Suena el despertador, saltás de la cama con el tiempo justo, desayunás lo más rápido posible (porque te levantaste lo más tarde que pudiste para dormir 10 minutos más), salís a la calle para entrar a los codazos en el transporte público o soportar en tu auto el increíble tráfico de las horas pico.
Por estas razones puede que tu día haya empezado con el pie izquierdo. De hecho, si buscás razones para estar de mal humor, siempre las vas a encontrar y vas a llegar al trabajo con la peor cara que una persona podría tener. Lo peor de todo, es que exactamente lo mismo le pasa a tus compañeros.
Si a todo esto se le suman las rivalidades, opiniones diferentes e incompatibilidades propias de toda relación humana, no es difícil que a veces el ambiente de trabajo se convierta en un lugar bastante tenebroso.
Pero para eso se pueden seguir algunas simples normas de convivencia laboral. Esto hará que te puedas llevar bien con tus iguales y que las ocho o seis horas que compartís no sean una tortura.
- ¿Cuál es tu responsabilidad? El primer paso consiste en reflexionar sobre cuál es tu cuota de culpa en las relaciones difíciles, porque los demás no modificarán su conducta simplemente porque se lo digas, y en cambio todo puede mejorar si te propones cultivar tus habilidades de comunicación.

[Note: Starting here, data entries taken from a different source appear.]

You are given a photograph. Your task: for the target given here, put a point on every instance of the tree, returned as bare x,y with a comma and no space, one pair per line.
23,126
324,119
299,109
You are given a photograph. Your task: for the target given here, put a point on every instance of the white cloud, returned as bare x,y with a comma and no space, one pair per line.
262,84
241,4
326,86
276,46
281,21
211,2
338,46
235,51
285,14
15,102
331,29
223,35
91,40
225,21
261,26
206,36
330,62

- Viendo lo mejor de cada uno. Observa qué aspectos favorables podés encontrar en cada persona con la que te relacionás. La mente tiende a amplificar aquello sobre lo que se enfoca, y si se trata de un elemento positivo, éste tiende a impregnar la comunicación, la cual transitará de manera natural y no forzada.

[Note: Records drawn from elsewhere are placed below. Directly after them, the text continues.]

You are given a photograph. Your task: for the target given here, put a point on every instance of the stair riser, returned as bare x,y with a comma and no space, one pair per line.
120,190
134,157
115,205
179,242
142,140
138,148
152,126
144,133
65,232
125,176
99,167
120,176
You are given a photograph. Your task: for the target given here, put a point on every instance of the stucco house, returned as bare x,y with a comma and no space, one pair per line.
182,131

- Buscando soluciones. En la misma línea, otra opción consiste en centrarse en la solución y no en el problema. Enfocate en cómo llevarte mejor con tus compañeros de trabajo en un ambiente que puede no ser bueno.
- Dale tu tiempo. A medida que vayas profundizando en algunas personas, te sorprenderás de lo que puede aportarte ese compañero o compañera casi desconocido, al que saludabas de manera automática. El interés sincero y oportuno por la vida personal de la otra persona, dejando de lado el chismorreo y siempre que el otro se muestre predispuesto, ayuda a estrechar los lazos.
- La sonrisa importa mucho. Procurá llegar al trabajo con una sonrisa y saluda todos los que encuentres a tu paso. Aunque al principio el acto de sonreír te parezca intencionado, recuerda que no hay mejor intención que la de llevarse bien con los demás.
Es básico para mejorar las relaciones laborales dejar de lado las actitudes negativas, el aislamiento, llegar tarde o no cumplir lo que prometes, y hablar de forma soberbia o agresiva.
Hacer bromas pesadas, hablar mal de las personas que no están presentes o dedicarse a los chismes de pasillo, son otras actitudes que te cavarán la tumba.
Si perseveras con esta técnica mental, pronto te llegarán infinidad de ideas para relacionarte mejor y además estarás más predispuesto y abierto a tener experiencias más enriquecedoras con tus compañeros.